The total charge is $7.5 \times {10^{ - 7}}\pi $ coulombs.

Work Step by Step

We have a charge density $\delta \left( {x,y,z} \right) = \left( {3\cdot{{10}^{ - 8}}} \right){\left( {{x^2} + {y^2} + {z^2}} \right)^{1/2}}$ and the region of a solid ball ${x^2} + {y^2} + {z^2} \le 5$. Using Eq. (1), the total charge is given by ${\rm{total{\ }charge}} = \mathop \smallint \limits_{}^{} \mathop \smallint \limits_{}^{} \mathop \smallint \limits_{\cal W}^{} \delta \left( {x,y,z} \right){\rm{d}}V$ We choose to evaluate the triple integral using spherical coordinates.

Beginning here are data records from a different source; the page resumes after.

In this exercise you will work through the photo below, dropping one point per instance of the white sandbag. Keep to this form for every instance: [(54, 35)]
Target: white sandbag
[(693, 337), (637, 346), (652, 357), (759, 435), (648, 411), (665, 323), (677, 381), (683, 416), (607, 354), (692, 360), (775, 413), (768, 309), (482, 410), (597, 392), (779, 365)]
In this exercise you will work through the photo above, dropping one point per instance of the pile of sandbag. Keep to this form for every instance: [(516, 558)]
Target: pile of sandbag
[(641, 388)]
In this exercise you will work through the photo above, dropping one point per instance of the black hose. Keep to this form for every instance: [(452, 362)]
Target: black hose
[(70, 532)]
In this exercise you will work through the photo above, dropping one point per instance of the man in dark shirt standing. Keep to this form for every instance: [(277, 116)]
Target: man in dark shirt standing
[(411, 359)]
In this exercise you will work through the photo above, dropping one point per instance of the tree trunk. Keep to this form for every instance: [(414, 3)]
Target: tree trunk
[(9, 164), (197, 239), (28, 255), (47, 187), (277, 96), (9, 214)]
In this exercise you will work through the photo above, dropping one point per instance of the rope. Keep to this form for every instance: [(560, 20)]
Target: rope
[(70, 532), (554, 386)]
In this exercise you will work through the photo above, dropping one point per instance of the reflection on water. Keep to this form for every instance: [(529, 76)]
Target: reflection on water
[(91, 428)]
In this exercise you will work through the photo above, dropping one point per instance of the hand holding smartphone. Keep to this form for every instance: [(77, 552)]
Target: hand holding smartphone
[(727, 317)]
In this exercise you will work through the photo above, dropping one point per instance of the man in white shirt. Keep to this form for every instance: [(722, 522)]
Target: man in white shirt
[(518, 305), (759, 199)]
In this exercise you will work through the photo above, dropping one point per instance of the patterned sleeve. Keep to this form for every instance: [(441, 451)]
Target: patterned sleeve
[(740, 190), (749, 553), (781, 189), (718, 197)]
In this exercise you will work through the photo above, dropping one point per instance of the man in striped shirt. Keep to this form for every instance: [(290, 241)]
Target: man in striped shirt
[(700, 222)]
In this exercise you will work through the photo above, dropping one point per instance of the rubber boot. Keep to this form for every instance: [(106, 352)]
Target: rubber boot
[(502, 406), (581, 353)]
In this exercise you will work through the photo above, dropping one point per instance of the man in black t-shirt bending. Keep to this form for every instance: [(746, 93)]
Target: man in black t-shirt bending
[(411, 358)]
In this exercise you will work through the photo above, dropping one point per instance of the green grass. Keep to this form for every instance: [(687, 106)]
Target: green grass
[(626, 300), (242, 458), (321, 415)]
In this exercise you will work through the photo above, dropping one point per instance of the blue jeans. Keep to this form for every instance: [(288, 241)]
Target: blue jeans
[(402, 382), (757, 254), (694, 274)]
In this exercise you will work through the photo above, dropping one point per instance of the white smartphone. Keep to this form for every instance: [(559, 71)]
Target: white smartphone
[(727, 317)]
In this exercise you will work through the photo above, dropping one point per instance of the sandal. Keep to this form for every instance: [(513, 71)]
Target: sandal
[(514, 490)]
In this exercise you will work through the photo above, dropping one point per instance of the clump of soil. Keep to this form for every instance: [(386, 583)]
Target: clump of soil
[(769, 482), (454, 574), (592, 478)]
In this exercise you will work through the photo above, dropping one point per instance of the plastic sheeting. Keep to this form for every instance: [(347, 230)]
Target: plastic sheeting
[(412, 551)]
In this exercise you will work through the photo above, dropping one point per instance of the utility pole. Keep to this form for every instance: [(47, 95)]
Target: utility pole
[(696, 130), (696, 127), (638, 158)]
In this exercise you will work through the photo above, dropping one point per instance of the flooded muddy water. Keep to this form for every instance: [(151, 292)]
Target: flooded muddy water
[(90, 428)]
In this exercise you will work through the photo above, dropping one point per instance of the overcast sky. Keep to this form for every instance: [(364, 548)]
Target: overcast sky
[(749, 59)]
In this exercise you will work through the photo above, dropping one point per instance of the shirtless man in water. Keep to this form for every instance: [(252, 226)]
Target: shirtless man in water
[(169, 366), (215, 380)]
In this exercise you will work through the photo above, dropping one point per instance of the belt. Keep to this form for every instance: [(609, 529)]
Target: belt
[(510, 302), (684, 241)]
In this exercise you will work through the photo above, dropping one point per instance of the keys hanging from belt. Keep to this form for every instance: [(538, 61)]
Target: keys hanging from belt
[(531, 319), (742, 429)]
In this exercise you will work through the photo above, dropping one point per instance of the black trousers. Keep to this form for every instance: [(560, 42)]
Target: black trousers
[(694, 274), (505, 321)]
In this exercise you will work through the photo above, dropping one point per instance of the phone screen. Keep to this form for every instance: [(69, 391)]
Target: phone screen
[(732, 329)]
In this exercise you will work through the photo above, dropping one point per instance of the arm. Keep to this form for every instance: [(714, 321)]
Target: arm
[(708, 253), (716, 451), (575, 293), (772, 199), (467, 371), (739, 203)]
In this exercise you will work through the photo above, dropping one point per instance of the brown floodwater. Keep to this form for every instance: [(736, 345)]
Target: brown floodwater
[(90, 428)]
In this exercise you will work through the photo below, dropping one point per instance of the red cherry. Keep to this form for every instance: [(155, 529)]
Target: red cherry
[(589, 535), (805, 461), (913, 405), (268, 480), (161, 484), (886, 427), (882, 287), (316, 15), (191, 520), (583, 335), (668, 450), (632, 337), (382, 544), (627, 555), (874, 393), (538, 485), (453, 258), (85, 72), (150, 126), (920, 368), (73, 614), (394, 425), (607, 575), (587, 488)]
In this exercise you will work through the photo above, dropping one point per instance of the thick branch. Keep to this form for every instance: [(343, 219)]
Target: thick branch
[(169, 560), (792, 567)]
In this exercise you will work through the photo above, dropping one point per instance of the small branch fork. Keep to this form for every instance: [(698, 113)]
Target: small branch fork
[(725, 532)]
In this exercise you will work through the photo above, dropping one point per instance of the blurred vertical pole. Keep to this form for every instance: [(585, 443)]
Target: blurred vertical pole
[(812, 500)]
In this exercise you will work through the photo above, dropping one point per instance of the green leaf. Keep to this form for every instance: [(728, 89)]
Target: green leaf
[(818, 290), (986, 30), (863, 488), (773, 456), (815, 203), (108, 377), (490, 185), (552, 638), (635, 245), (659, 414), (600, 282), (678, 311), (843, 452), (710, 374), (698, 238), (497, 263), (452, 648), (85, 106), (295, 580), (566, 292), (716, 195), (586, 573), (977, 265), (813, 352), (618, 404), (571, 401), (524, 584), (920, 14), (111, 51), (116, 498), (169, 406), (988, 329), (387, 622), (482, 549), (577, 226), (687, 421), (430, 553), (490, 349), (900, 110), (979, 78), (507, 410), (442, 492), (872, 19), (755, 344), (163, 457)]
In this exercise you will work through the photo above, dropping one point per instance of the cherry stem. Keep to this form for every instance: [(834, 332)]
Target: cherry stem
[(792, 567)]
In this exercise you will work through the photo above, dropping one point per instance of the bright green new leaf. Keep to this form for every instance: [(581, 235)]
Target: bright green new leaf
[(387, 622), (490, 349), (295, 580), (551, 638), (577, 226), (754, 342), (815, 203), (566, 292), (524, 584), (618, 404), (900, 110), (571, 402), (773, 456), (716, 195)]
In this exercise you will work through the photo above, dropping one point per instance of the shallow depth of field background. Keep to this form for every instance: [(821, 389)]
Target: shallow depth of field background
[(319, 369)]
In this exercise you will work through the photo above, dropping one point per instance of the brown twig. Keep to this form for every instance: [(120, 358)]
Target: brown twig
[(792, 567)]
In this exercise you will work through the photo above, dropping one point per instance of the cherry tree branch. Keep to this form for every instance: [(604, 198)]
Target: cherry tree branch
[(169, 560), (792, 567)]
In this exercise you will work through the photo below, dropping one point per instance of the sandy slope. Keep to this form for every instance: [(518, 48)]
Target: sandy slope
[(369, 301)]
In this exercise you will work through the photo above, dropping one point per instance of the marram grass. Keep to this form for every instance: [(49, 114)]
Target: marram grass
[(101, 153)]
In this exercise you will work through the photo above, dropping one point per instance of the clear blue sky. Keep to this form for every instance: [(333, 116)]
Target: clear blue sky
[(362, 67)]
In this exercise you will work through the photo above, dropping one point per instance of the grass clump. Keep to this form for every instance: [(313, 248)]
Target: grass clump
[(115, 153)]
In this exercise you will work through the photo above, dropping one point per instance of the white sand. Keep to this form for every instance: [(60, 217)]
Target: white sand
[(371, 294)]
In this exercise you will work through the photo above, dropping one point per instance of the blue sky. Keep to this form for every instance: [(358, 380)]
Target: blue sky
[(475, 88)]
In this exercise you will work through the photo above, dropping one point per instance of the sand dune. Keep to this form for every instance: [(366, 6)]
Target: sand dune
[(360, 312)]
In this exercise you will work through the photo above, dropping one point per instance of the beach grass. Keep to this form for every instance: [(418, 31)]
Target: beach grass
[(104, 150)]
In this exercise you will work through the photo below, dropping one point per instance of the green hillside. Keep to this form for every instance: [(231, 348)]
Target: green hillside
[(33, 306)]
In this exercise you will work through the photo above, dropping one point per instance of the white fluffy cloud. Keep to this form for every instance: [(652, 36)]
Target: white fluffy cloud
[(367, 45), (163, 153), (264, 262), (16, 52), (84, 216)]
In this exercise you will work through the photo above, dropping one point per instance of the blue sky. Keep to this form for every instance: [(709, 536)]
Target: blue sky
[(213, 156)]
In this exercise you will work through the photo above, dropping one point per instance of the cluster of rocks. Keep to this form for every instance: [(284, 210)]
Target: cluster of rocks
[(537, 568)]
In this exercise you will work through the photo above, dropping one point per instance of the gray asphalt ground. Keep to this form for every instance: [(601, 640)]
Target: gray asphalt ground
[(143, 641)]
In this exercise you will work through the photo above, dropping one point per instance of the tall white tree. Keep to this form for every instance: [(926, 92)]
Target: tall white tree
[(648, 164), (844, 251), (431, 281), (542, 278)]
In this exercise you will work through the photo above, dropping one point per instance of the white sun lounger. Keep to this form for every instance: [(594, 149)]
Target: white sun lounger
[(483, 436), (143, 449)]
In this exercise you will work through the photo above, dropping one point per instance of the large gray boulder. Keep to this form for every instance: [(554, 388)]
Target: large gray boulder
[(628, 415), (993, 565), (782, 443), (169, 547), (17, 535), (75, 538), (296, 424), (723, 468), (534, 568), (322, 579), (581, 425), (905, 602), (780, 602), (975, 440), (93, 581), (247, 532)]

First, we define the solid ball ${x^2} + {y^2} + {z^2} \le 5$ in spherical coordinates: ${\cal W} = \left\{ {\left( {\rho ,\phi ,\theta } \right)|0 \le \rho \le \sqrt 5 ,0 \le \phi \le \pi ,0 \le \theta \le 2\pi } \right\}$ In spherical coordinates: $f\left( {\rho \sin \phi \cos \theta ,\rho \sin \phi \sin \theta ,\rho \cos \phi } \right) = \left( {3\cdot{{10}^{ - 8}}} \right)\rho $ Thus, ${\rm{total{\ }charge}} = \left( {3\cdot{{10}^{ - 8}}} \right)\mathop \smallint \limits_{\theta = 0}^{2\pi } \mathop \smallint \limits_{\phi = 0}^\pi \mathop \smallint \limits_{\rho = 0}^{\sqrt 5 } {\rho ^3}\sin \phi {\rm{d}}\rho {\rm{d}}\phi {\rm{d}}\theta $ $ = \frac{{3\cdot{{10}^{ - 8}}}}{4}\mathop \smallint \limits_{\theta = 0}^{2\pi } \mathop \smallint \limits_{\phi = 0}^\pi \left( {{\rho ^4}|_0^{\sqrt 5 }} \right)\sin \phi {\rm{d}}\phi {\rm{d}}\theta $ $ = \frac{{75\cdot{{10}^{ - 8}}}}{4}\mathop \smallint \limits_{\theta = 0}^{2\pi } \mathop \smallint \limits_{\phi = 0}^\pi \sin \phi {\rm{d}}\phi {\rm{d}}\theta $ $ = - \frac{{75\cdot{{10}^{ - 8}}}}{4}\mathop \smallint \limits_{\theta = 0}^{2\pi } \left( {\cos \phi |_0^\pi } \right){\rm{d}}\theta $ $ = - \frac{{75\cdot{{10}^{ - 8}}}}{4}\mathop \smallint \limits_{\theta = 0}^{2\pi } \left( { - 1 - 1} \right){\rm{d}}\theta $ $ = \frac{{75\cdot{{10}^{ - 8}}}}{2}\mathop \smallint \limits_{\theta = 0}^{2\pi } {\rm{d}}\theta = 75\cdot{10^{ - 8}}\pi $ So, the total charge is $7.5 \times {10^{ - 7}}\pi $ coulombs.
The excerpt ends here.